Comprehension without Competence: Architectural Limits of LLMs in Symbolic Computation and Reasoning

 Comprehension without Competence: Architectural Limits of LLMs in Symbolic Computation and Reasoning
S307, New Bund Campus, NYU Shanghai
Thursday, May 22, 2025 - 12:00 - 13:00
Speaker
Zheng Zhang, Senior Principal Scientist and the founding Director of Amazon Web Services (AWS) Shanghai AI Lab

 

Abstract:

The first part of the talk is about the weird split-brain problem of LLMs - they can perfectly explain how to do something, but then fail at actually doing it (and I will explain why mechanical interpretation even fails). They'll nail explaining multiplication steps but mess up basic calculations. Same with logical reasoning - they understand rules in theory but can't apply them consistently. This happens because they don't truly "understand" numbers or logic the way we do (when we are sober). They're processing and synthesizing contextual patterns rather than manipulating true symbolic computation and reasoning. We will explore how this inverts Dennett's principle that competence precedes comprehension, examine the architectural constraints causing these limitations, and suggest a path forward.

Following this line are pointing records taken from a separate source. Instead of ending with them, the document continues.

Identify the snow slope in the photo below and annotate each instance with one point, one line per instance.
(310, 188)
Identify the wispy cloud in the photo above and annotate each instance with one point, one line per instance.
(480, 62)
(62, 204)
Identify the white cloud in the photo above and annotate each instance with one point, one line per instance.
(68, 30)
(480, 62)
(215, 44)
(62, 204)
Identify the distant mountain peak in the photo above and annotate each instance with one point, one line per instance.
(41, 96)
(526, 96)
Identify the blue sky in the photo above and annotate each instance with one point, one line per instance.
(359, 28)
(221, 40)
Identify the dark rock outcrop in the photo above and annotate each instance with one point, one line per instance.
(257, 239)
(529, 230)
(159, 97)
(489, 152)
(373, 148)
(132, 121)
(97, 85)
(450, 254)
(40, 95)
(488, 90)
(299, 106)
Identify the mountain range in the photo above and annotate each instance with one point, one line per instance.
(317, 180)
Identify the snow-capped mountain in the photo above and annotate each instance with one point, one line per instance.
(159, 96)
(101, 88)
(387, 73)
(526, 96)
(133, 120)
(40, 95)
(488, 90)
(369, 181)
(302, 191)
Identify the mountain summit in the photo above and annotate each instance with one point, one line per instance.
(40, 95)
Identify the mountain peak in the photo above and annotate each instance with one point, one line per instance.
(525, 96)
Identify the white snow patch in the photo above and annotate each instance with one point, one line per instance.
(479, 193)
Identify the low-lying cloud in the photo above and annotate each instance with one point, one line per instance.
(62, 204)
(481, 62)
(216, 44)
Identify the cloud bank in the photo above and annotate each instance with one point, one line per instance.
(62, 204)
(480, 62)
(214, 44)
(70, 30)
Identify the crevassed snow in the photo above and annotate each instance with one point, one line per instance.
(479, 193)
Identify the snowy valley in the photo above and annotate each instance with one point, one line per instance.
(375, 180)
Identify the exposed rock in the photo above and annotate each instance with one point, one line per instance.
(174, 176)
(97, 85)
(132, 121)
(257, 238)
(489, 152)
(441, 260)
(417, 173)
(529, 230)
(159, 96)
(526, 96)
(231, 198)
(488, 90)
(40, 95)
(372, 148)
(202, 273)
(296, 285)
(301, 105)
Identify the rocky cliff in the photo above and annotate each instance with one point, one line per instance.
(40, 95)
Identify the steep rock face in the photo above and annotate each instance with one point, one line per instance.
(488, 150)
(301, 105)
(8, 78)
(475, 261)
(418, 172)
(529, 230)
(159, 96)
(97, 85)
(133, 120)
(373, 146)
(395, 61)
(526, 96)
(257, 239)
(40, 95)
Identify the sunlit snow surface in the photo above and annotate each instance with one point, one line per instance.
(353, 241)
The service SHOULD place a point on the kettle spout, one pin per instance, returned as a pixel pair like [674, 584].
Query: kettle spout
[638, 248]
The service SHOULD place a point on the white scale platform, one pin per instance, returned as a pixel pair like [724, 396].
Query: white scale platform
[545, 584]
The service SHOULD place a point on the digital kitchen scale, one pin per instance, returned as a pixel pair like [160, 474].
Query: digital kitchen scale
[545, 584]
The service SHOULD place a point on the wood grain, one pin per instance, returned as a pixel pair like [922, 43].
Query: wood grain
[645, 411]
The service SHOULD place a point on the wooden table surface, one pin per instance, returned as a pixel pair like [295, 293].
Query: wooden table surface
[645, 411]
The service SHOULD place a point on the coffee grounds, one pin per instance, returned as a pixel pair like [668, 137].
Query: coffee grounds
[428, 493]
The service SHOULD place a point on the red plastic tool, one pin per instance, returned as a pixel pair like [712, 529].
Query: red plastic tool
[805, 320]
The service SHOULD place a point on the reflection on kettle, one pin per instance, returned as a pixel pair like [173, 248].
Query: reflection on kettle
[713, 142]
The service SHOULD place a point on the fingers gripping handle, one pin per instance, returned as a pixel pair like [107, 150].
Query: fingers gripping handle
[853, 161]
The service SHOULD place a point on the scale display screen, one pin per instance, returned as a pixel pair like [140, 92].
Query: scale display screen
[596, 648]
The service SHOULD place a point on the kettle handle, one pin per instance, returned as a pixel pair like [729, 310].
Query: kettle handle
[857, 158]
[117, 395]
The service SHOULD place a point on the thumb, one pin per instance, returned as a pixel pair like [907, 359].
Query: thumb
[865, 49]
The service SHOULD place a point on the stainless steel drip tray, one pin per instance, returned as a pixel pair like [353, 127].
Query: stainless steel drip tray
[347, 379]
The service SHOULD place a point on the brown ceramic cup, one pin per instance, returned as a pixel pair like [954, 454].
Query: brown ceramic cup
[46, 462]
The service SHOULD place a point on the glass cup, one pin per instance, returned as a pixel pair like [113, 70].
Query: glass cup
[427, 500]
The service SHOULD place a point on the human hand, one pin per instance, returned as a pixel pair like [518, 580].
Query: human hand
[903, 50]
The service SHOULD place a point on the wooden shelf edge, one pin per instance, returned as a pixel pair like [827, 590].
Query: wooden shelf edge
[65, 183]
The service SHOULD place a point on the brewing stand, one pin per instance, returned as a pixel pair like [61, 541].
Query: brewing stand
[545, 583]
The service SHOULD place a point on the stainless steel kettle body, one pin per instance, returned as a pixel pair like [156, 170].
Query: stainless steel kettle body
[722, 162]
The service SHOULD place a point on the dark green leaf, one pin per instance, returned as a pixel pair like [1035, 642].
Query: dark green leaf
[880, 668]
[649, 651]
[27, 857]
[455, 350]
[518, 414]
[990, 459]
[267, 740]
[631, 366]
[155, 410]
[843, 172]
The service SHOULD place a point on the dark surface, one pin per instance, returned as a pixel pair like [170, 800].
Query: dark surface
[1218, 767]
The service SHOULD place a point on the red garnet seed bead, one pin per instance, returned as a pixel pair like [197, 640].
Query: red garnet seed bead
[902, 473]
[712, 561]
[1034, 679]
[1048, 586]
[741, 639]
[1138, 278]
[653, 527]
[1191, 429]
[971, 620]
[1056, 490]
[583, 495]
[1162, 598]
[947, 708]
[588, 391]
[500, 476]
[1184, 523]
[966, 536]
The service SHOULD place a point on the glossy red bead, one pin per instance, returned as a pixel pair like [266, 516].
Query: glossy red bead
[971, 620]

I will also briefly describe the project "LLM4LLM," a meta-experiment spun by the need to upgrade the ML portion of ICDS (which was known as ICS when I designed it more than 10 years ago): using AI to teach people about AI. It's a curriculum where LLMs explain how they themselves work, creating a recursive learning system that evolves alongside the technology it teaches. The hope is that the content works for everyone, whether you're just curious about AI, a CS student who wants to code, or someone diving into math theory. It's designed to be self-paced, interactive, and adaptive to a flipped classroom if needed, making complex AI concepts accessible regardless of technical background.

 

Bio:

Zheng Zhang (zz) is a Senior Principal Scientist and the founding Director of Amazon Web Services (AWS) Shanghai AI Lab. He was a full Global Network Professor of Computer Science at NYU Shanghai, where he also held an affiliated appointment with the Department of Computer Science at the Courant Institute of Mathematical Sciences and with the Center for Data Science at NYU. He was the founder of the System Research Group and a Principal Researcher and Research Area Manager in Microsoft Research Asia. He holds a PhD from the University of Illinois, Urbana-Champaign, an MS from the University of Texas, Dallas, and a BS from Fudan University. Zhang was the founder and advisor for various DL platforms such as MXNet, MinPy, and most recently DGL, which brings deep learning practice to graphs.